God has ordained this longest of church seasons for us to develop into disciples of Christ. Ordinary Time is God’s gift to us. It may be that the reason God ordained such a long season for developing discipleship is because God knows how long it takes to get things through our thick heads and hard hearts.

Psalm 118 says, “This is the day the Lord hath made. Let us rejoice and be glad in it.” Ordinary Time is the season the Lord hath given us to grow and thrive in Christ. Let us grow and thrive.

Vestry Vibes

Summary of the May 17 Vestry Meeting:

Audit Committee

Members have agreed to serve. The 2014 financial records have been gathered together. The Audit Committee will meet soon.

Undercroft Curtains

The undercroft windows have been measured. Jaci Neer will consult with the supplier, check with the donor, and get back.

Rector’s Study Chairs.

The upholsterer recommended by Lisa Martin is not available. Lisa will make other inquiries.

Church Door Poster

The framed poster showing front doors from Episcopal Churches in West Virginia has been hung in the downstairs hallway where the framed newspaper page used to be. The newspaper page will be moved to the undercroft.

Rector’s Summer Schedule

The rector will take the next four weeks of her sabbatical beginning the afternoon of June 21. The first three weeks she will be at seminary and the last she will be on retreat. David Duymich agreed to sort mail and listen to phone messages if needed. Tom Farnsworth will handle accounts payable. The rector will preside at services June 21, July 12 and July 19. June 28 is the Annual Cluster Service and Picnic at Oglebay, and July 5 the Rev. Bonnie Thurston will preach and Lay Leader Barb Hinkle conduct the service.
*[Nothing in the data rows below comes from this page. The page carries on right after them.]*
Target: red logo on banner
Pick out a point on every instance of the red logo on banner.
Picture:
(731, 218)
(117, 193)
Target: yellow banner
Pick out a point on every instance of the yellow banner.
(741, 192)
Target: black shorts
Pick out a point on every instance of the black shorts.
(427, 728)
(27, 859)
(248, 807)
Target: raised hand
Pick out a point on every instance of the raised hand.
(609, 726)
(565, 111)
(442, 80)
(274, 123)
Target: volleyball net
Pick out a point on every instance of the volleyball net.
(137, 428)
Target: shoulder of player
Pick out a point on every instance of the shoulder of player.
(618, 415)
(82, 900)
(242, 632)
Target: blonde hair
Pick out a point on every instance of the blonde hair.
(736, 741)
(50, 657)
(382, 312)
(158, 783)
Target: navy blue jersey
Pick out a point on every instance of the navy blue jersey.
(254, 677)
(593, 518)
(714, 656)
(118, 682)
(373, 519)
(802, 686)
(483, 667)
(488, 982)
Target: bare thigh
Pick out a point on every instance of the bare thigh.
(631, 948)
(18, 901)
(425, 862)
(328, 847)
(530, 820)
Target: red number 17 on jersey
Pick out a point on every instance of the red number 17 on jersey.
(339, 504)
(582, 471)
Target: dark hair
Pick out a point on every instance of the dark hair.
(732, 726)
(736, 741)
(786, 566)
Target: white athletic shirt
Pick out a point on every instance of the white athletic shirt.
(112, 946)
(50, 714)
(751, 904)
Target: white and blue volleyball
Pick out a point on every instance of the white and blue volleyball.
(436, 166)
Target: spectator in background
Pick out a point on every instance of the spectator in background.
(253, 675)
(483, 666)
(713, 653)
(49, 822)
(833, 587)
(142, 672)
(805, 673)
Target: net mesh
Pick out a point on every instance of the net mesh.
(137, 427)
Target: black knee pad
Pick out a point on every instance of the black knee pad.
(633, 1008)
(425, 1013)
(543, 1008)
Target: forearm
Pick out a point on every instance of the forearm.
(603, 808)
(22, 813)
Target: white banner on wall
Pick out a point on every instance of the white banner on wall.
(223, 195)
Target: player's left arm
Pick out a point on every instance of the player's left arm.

The rector will also take a week of vacation in September.

5K Race

Marc Seamon is organizing another 5K race to take place October 24. He has engaged an online registration and publicity firm which charges nothing but a percentage of our earnings. Other costs should be minimal. The Vestry approved this effort.

Education Committee

The Committee has set dates and will convene a sub-committee to plan the special event for our middle school children that would have them interview older church members and present their findings at the All Saints Service on Sunday, November 1.

Junior Warden

The high-rise toilet has been installed in the ladies’ room center stall. The sump pump in the elevator shaft has been replaced. The Gills have made a donation toward the resurfacing of the driveway. Paving contractors have been contacted but have yet to get back with estimates.

Stewardship Committee

The committee met again in May and sent out the summer mailing, asking members to keep their donations current.

Flower Guild

Need donors for August 9 and November 29.

Soup Kitchen

Needs someone to cover July 12.

Fundraisers

Michelle Beihl has contacted Jeff Zoet to take a photo upon which wooden keepsakes depicting LPC from The Cat’s Meow can be based. The rector is having new notecards printed.